Jason Holder, the Tridents' premier allrounder, had failed with the bat, but he got his short ball to behave unpredictably off the pitch and delivered a double-wicket maiden in the second over of the chase. Rashid then bowled a single-wicket maiden, and the Knight Riders ended their Powerplay 27 for 3. Santner, for his part, used his seam-up variation cleverly and kept forcing the batsmen to hit the ball where he wanted them to hit it.

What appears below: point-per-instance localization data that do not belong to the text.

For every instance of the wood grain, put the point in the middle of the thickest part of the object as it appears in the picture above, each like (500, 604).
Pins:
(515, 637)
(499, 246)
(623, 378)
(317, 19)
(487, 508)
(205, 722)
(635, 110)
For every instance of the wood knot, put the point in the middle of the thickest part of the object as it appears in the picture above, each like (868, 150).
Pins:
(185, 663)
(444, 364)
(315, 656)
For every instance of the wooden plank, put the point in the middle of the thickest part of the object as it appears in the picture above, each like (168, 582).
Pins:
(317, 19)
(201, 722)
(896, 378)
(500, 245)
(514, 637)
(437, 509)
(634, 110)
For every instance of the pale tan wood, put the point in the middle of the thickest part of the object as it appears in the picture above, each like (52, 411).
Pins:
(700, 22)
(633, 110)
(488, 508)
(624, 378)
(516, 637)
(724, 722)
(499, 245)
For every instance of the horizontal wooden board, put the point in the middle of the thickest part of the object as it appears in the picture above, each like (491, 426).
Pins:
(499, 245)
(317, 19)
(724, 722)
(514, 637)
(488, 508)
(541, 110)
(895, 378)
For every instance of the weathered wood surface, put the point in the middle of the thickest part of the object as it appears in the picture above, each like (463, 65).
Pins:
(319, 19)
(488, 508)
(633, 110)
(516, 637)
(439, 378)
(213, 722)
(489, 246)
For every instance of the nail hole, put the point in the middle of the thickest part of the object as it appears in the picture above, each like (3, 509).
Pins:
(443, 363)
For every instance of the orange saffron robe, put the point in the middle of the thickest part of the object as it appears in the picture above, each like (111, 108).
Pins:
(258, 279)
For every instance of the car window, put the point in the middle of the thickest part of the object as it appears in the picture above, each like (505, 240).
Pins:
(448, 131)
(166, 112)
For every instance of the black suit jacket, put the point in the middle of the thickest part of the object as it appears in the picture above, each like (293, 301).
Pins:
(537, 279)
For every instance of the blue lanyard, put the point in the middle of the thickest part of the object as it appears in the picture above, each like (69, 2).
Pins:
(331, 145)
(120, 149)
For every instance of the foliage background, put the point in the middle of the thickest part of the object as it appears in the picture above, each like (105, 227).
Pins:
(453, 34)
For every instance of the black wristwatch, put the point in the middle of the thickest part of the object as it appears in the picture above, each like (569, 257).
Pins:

Nurse had made an important contribution with the bat, but his one over went for 13, with Simmons launching two half-volleys for big sixes. When not handed freebies on a platter, though, Simmons struggled to score quickly, and with the rest of the top order utterly failing to get going, the Tridents were soon in a seemingly unassailable position. Seemingly.
Enter Pollard
Hayden Walsh, the Patriots' fourth spinner, was also having a pretty good game. When he dismissed Akeal Hosein in the 13th over, his figures read 2.4-0-12-1. Not bad at all. But his first ball to Pollard was a sign of what was to come. It may have been a pretty good wrong'un to most other batsmen, but Pollard's reach allows spinners only the smallest margin for error, and he slog-swept it for an emphatic first-ball six.
When the 17th over began, Pollard had only hit two sixes - the other a ridiculously effortless loft over long-off, off Rashid - in 13 balls. By the time it ended, he had hit four more. With each, Pollard made the young legspinner doubt himself a little more, and by the time the over ended he was firing in quickish darts with little spin on them. That isn't to say he would have held Pollard back if he'd bowled differently, of course.
The contest now took on an entirely different complexion, and the next over brought the Knight Riders the sort of luck a winning team often needs in T20. Sikandar Raza had sacrificed his wicket off the first ball, just to get Pollard on strike, but only two runs came off the next three balls as Raymon Reifer tied Pollard and Khary Pierre down with his left-arm angle and changes of pace. The fifth ball was a pretty good ball too, a slower bouncer, but a top-edge got Pollard four runs. Then came a leg-side swipe off a blockhole ball on the stumps - it was a bit of a miscue, off the inside half of the bat, but all that mattered was that it sped away for four. It also brought up Pollard's fifty, off 22 balls.
The Knight Riders needed 31 now, off 12 balls, and there was nothing fortuitous about Pollard's next two significant interventions. Holder had set a field for the wide yorker, and he got his line right and his length almost right - but almost isn't enough sometimes. He erred in both line and length next ball, and Pollard launched him for another big straight six.
There was still one final twist, of course. Pollard lifted the first ball of the final over beyond the long-on boundary to bring the equation down to 9 off 5, but was run out next ball, Holder firing in a spectacular throw - no bounce, straight into the keeper's gloves - from long-on, to catch him short of retaining the strike.
It could have gone either way, but the big error came from the bowler, Reifer, who sent down a wide and possibly high full-toss with 7 needed off 3. Pierre slashed it over point for six, and all but sealed a wildly improbable win.